As if your hometown is a gummy candy.
(Excerpted from "Moon" he wrote in Singapore in 1948)
Novel metaphors and witty and lively imagination can be seen in these two poems. Thirty years ago, nine young poets published an anthology of works they wrote in the 1940s called "The Collection of Nine Leaves", and Du Yunxie was one of them. For this reason, he and eight other poets - Mu Dan, Chen Jingrong, Zheng Min, Wang Xindi, Hang Yohe, Tang Shi, Tang Qi, and Yuan Kejia are known as the "Nine-Leaf Poets". Ai Qing once commented on them in his recent work "Sixty Years of New Chinese Poetry": "After Japan surrendered... In Shanghai, with "poetry creation" as the center, a group of poets who were struggling to think about life gathered together, such as Wang Kadi and Mu Dan. , Du Yunxie...etc., they accepted the realist tradition of new poetry, adopted the expression techniques of European and American modernists, and depicted the social phenomena after the war and turmoil."
Du Yunxie was born in 1918. An "overseas Chinese writer" who was born in Perak, Malaysia in 1999, returned to China to study after completing junior high school there, and graduated from the Department of Foreign Languages ??and Literatures of the Southwest Associated University in Kunming during the war.

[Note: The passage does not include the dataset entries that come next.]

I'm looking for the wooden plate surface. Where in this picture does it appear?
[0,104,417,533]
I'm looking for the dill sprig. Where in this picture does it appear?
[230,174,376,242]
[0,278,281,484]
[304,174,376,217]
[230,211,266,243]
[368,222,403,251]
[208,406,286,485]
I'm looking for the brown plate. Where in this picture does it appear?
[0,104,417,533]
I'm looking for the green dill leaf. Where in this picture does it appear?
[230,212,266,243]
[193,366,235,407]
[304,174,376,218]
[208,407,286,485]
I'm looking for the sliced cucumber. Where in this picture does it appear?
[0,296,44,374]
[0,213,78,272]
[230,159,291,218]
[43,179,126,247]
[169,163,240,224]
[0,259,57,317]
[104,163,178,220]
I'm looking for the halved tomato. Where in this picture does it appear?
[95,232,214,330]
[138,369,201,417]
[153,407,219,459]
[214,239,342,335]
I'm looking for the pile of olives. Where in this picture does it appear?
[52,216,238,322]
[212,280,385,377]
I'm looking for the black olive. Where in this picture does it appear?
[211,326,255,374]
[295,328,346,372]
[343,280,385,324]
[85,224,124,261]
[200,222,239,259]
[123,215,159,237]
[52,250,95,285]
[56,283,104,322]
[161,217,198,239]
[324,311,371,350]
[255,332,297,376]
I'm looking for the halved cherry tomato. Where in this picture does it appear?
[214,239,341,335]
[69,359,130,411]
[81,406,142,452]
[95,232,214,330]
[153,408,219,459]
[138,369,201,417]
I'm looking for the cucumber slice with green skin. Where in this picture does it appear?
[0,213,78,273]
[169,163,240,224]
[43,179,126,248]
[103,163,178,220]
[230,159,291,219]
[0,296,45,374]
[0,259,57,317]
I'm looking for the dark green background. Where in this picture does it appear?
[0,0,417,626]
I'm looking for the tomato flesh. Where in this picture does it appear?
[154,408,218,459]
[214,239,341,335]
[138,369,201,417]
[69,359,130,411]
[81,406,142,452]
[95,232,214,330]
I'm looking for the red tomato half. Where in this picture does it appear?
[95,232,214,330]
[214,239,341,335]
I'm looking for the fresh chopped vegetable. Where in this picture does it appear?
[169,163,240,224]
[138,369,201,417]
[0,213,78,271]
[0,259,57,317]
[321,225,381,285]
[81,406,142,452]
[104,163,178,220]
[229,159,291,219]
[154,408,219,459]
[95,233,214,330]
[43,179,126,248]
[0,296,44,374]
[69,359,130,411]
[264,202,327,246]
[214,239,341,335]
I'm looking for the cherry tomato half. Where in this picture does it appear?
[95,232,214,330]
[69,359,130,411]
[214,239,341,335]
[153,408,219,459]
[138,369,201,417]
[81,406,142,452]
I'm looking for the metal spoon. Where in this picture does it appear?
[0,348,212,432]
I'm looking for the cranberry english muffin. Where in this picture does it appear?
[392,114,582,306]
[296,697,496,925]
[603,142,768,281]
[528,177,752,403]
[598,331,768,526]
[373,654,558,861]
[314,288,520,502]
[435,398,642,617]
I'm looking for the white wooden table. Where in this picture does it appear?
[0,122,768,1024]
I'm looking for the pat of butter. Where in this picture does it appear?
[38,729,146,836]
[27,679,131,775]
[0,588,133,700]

Returning to Beijing from Hong Kong in 1951, he first worked in journalism and later taught in the Foreign Languages ??Department of Shanxi Normal University in Linfen. During the "Cultural Revolution", like many intellectuals who suffered persecution, they were sent to the "May 7th Cadre School" to receive "reform", but in reality they were put into a "cowshed." One of the techniques of European and American modernism is to appeal to direct feelings, requiring images to be more vivid and imagination to be more fantastic. Therefore, if readers' "associations" cannot keep up with the author's, they often find it incomprehensible. A poem "Autumn" written by Du Yunxie last year was "criticized" as "depressingly hazy". This may be the reason. Here is the first verse of this poem as an example:
Even the pigeon whistle also makes a mature tone,
The summer with noisy rain showers has passed.
No longer think about the severe and sweltering test,
The detailed memories of dangerous swimming.
Critics think that the first sentence is incomprehensible. What is the difference between mature and immature tone in the "pigeon whistle"? According to the reviewer of the second sentence, he and another friend who wrote poetry studied it for more than an hour before they realized that "the noisy summer with rainy showers" was a metaphor for "the turmoil of the ten years of the Cultural Revolution." Therefore, I think that although the intention is good, the expression method is too profound and difficult to understand, so it is "depressingly hazy".
After the critical article came out, Du Yunxie wrote an article "An Autumn in My Mind" to defend himself: "Poems, like other works of art, also allow readers (audiences) to re-examine them while appreciating them. Creation can have different associations, imaginations and experiences from the author. This is what the ancients meant when they said, "Poetry has no meaning."
The quality of poetry differs from person to person, and everyone’s appreciation ability is also different. Whether Du Yunxie's poem is "depressingly hazy" or not is for the readers to judge for themselves.